It seems as though changes in our industry are coming fast and furious now. The implementation of the Affordable Care Act (ACA) has resulted in an increased scrutiny of our processes. With a larger focus on audits and overpayments, we are facing a future with a much different payment landscape – including bundled payment programs based on clinical outcomes.
The onus is on skilled nursing providers and others in the LTPAC sector to substantiate clinical outcomes through data analytics. Examples would include hospital readmission rates and other quality measures. LTPAC providers need to prove their worthiness of inclusion into preferred partnerships such as ACOs or bundled payment programs. Only the strong will survive. To do so in this new environment, providers need to look to their systems and processes from a fundamental perspective. It’s time to go back to basics.
Federal audit programs such as RA, ZPIC, etc. are all looking at algorithm based analytics to determine if providers were improperly paid. Of course, the majority of findings indicate that billions of dollars were overpaid, not underpaid. The reasons for overpayment relate directly to processes at the provider level. These include documentation of medical necessity and in support of continued need for care. In addition, the care provided should be documented according to the established guidelines that portray the story of the resident’s care, progress and outcomes. Documentation should be consistent between nursing, therapy and essentially all disciplines. We have to ask ourselves “How confident are we in our documentation?” Are we relying too much on hospital transfer information in order to properly assign diagnoses? Do we completely review our claims prior to submission to payers to check for billing errors? Are we completing a Triple Check? The Triple Check process, when done correctly, requires us to validate everything from simple demographics to more complex clinical assessment information such as the reason for the Minimum Data Set (MDS) assessment. Does nursing documentation support the need for therapy services?
Providers must prove, through documentation alone, not just the need for skilled services but that the care provided has improved the patient’s overall well-being and physical function, from start of care through discharge. Additionally, providers are required to gather information to support billing of services, and to prove due diligence in regards to determining payment sources and beneficiary eligibility. Providers have to ensure that physicians have not just ordered the skilled services but that they have certified and recertified the need for services within set time frames.
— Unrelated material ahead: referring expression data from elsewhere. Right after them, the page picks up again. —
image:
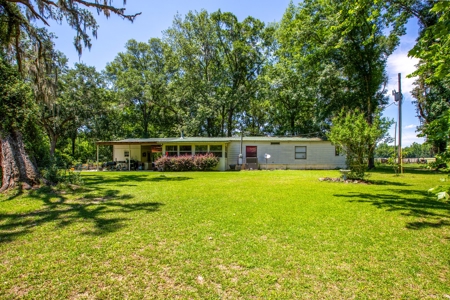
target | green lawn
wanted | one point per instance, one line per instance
(211, 235)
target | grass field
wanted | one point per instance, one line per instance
(214, 235)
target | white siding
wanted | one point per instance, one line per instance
(319, 155)
(119, 152)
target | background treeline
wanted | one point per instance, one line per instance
(214, 75)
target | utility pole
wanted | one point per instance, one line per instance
(398, 97)
(400, 122)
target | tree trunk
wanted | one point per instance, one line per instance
(17, 167)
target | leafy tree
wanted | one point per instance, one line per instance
(357, 138)
(220, 59)
(195, 86)
(31, 48)
(341, 50)
(18, 108)
(383, 150)
(141, 77)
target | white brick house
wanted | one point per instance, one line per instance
(285, 152)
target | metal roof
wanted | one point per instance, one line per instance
(153, 141)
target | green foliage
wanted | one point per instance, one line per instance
(16, 103)
(57, 174)
(357, 138)
(205, 162)
(141, 77)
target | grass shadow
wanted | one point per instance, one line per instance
(385, 182)
(431, 213)
(121, 179)
(105, 212)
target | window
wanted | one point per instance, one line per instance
(337, 151)
(251, 151)
(216, 150)
(186, 150)
(300, 152)
(171, 151)
(201, 149)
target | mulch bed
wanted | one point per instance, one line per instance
(344, 181)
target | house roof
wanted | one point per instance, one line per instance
(178, 140)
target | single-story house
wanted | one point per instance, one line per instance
(251, 152)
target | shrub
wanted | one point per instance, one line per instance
(187, 163)
(205, 162)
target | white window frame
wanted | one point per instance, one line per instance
(299, 153)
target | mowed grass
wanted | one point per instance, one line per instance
(228, 235)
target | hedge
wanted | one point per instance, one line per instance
(204, 162)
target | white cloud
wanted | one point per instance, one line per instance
(399, 62)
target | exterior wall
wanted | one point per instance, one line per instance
(119, 152)
(319, 155)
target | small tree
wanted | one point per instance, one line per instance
(357, 138)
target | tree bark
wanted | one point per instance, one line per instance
(17, 168)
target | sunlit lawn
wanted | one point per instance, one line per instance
(254, 234)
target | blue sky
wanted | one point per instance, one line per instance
(157, 16)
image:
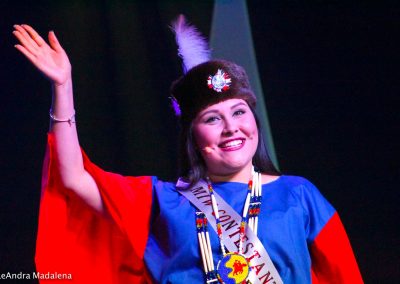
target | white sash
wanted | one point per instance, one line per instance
(262, 268)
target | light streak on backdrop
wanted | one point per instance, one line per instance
(231, 39)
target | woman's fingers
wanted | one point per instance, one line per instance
(34, 35)
(24, 42)
(25, 52)
(54, 43)
(26, 36)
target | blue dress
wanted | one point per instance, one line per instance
(293, 212)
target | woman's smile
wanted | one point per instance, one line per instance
(227, 134)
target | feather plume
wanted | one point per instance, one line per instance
(192, 46)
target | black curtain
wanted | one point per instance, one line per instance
(328, 70)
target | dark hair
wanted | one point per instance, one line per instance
(191, 163)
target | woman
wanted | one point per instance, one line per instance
(100, 226)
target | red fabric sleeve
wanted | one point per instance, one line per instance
(333, 260)
(73, 239)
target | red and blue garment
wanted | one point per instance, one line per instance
(151, 236)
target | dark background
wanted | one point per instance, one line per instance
(329, 71)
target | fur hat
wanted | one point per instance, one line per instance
(205, 82)
(193, 91)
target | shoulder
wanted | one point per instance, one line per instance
(296, 183)
(305, 191)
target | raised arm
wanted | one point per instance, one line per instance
(53, 62)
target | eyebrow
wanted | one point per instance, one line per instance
(216, 110)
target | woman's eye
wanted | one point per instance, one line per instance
(239, 112)
(211, 119)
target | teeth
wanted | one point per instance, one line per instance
(232, 143)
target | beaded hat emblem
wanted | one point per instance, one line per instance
(220, 81)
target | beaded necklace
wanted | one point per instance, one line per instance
(238, 264)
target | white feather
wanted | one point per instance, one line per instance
(192, 46)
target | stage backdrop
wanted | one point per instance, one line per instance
(328, 74)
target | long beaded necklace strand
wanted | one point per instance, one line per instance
(250, 214)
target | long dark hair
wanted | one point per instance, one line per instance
(191, 163)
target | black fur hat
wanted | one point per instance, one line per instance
(195, 90)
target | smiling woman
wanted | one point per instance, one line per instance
(230, 217)
(228, 133)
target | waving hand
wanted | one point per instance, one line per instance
(50, 59)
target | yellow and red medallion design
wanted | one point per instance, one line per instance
(233, 269)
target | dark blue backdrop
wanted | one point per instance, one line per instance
(329, 74)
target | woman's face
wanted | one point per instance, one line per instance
(227, 136)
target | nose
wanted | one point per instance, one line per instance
(230, 127)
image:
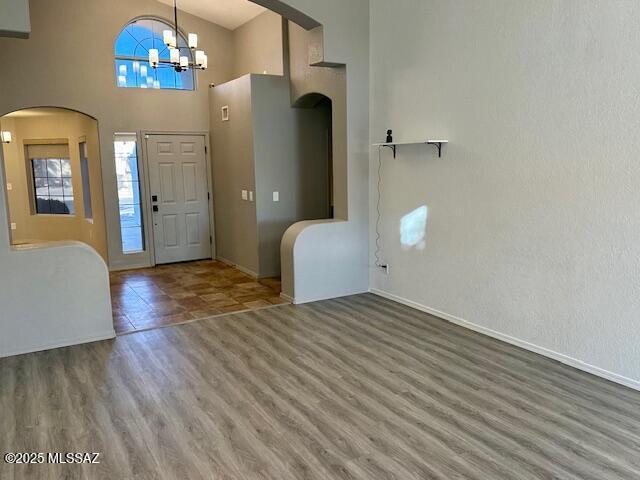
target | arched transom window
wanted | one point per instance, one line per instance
(132, 57)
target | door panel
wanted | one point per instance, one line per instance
(170, 231)
(167, 183)
(189, 178)
(178, 176)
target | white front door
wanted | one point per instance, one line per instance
(179, 197)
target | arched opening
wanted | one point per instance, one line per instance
(53, 177)
(318, 171)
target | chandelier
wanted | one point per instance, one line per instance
(177, 61)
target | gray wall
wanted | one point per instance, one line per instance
(291, 156)
(73, 43)
(330, 258)
(14, 18)
(532, 232)
(266, 146)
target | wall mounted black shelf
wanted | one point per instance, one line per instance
(393, 146)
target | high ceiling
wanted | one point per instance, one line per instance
(227, 13)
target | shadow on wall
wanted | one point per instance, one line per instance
(53, 176)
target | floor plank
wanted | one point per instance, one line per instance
(353, 388)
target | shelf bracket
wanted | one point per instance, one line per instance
(438, 145)
(392, 147)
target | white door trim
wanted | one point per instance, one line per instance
(146, 204)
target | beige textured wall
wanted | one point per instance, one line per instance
(76, 52)
(70, 127)
(234, 171)
(258, 46)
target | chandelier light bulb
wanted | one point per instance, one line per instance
(154, 57)
(174, 55)
(199, 57)
(167, 37)
(193, 40)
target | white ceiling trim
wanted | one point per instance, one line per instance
(228, 13)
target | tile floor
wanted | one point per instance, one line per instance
(172, 294)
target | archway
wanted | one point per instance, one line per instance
(53, 177)
(320, 116)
Without this basic documentation, providers face delayed cash flow and increased labor to substantiate services, nonpayment or recoupment from negative post payment audit findings.
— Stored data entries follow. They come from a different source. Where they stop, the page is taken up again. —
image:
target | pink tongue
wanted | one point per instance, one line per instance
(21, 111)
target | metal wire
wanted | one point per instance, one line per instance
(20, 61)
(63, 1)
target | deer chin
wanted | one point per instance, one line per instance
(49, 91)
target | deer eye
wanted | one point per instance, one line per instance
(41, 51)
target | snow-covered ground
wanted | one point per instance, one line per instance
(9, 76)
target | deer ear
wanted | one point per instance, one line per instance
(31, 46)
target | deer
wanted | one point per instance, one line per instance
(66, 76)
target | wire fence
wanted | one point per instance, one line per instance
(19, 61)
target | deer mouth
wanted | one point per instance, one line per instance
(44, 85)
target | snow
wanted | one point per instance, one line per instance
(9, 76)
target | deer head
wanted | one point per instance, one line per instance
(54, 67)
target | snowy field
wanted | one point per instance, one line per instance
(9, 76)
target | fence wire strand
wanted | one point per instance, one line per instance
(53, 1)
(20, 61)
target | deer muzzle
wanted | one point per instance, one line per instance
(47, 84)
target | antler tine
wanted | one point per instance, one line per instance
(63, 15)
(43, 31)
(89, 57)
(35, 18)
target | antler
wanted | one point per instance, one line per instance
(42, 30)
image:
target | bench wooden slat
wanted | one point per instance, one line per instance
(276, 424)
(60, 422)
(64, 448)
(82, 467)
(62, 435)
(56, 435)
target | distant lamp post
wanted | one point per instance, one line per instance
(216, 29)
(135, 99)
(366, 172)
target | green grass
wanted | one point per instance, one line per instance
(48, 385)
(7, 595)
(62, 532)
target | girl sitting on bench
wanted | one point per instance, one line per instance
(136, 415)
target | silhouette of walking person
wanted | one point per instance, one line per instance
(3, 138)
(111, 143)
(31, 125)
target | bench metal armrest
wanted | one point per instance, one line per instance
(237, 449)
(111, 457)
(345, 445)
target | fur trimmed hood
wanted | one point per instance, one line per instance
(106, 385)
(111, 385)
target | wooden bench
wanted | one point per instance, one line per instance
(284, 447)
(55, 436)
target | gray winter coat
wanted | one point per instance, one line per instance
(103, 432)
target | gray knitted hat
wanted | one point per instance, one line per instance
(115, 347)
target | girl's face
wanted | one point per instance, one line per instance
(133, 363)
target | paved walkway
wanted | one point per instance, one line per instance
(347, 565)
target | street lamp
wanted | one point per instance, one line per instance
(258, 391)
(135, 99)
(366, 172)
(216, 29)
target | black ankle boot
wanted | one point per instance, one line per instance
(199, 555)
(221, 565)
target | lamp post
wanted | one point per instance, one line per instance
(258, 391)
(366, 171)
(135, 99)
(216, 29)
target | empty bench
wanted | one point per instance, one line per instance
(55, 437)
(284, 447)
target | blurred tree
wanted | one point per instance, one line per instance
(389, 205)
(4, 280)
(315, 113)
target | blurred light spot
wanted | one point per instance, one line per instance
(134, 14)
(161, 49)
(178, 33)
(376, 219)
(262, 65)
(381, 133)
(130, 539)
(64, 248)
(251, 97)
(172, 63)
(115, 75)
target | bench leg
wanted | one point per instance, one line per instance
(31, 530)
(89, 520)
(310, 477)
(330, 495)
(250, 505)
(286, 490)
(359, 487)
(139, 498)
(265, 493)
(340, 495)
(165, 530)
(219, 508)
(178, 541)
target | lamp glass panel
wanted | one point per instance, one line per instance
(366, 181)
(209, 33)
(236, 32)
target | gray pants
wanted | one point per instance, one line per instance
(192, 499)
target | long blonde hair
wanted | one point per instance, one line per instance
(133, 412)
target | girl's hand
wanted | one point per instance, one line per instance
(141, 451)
The Centers for Medicare and Medicaid Services (CMS) have been gathering and publishing results of the various federal audit programs mandated to determine if improper payments may have been made to providers, which points to deficiencies on the part of providers to meet documentation requirements. Putting an emphasis on a “Back to Basics” approach is the first step to aligning processes. Providers need to ask themselves, if we cannot properly demonstrate the requisite compliance to prove our services worthy of payment, how will we prove ourselves to be a desirable partner to other acute and post-acute care providers in this new world?